Q: I'm glad I'm becoming more aware of what really happens to animals, but sometimes it's hard to take. How do you handle what you read/see about the treatment of animals?
A: This is an excellent question and something that anyone interested in the rights of all animals has to deal with. Because I belong to several animal advocacy groups, I receive a lot of newsletters documenting triumphs in animal rights but also the atrocities. Although I want to know what's really going on with these animals, I have to first check in with myself to make sure I'm up for taking in this information. Some days, I can watch undercover videos from slaughterhouses and read about the mistreatment of animals on factory farms and laboratories. Other days, I just can't bear it. At times, I cry and feel angry at this injustice. But I try to channel these emotions into advocacy. I also keep in mind that we all have strengths and limits that we bring to the animal-rights cause. Some people can do investigative work, others are great at distributing vegan literature, while other people opt to eat a plant-based diet and model the joy and benefits of that. I personally am not great at protests but admire those individuals who can be so outspoken for the animals. I think my strength is in reaching out to people one-by-one.
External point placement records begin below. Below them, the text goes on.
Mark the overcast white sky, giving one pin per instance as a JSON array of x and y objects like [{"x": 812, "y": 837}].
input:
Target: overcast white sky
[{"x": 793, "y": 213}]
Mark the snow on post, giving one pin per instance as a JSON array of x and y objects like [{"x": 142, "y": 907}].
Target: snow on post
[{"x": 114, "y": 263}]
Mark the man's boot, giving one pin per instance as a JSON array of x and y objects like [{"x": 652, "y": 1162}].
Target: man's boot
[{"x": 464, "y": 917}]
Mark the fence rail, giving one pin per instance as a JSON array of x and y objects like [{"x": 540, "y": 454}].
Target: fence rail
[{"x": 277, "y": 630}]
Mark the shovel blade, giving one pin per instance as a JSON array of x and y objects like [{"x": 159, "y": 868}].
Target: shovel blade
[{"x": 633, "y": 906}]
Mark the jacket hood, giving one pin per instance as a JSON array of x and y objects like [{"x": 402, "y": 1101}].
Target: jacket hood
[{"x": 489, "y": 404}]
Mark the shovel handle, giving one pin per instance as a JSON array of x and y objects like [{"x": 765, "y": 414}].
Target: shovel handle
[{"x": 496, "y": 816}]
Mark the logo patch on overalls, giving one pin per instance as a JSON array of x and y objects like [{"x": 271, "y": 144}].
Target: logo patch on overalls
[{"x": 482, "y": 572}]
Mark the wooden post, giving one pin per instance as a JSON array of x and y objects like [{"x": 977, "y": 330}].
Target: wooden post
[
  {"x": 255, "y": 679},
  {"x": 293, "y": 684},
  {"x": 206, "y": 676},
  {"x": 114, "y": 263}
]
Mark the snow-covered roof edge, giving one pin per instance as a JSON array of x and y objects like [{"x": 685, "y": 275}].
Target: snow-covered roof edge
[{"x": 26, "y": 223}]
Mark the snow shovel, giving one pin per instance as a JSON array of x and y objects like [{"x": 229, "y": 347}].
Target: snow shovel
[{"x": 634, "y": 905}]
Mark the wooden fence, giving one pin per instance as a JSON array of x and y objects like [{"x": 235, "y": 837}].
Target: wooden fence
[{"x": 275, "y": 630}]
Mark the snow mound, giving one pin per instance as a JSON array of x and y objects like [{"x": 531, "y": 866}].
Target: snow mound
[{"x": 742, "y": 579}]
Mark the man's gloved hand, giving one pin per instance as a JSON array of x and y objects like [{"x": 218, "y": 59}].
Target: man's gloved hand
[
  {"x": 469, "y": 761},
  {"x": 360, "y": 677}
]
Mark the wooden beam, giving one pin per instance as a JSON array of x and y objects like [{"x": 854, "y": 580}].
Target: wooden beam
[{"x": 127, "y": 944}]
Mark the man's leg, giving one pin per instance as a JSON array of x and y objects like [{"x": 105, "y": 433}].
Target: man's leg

When I drive by a factory farm (in California, there are lots of egg farms, where chickens never experience the outdoors nor enjoy the freedom to spread their wings and engage in instinctive, pleasurable behaviors), I say a prayer for the animals inside. I wish I could save every one of them from their suffering and inevitable slaughter, but I can at least send them peace and love and a promise that I will be one of many voices for them. It also brings me comfort to know that I am not contributing to their suffering by purchasing and eating animals. As many great animal advocates have said, we have an opportunity to protect the animals three times a day -- we vote with our wallets and with our meal choices.
I realize it's hard to know the truth about how animals are devalued. It's probably easier to look away, but the animals are depending on us to face this truth and help them in any way we can.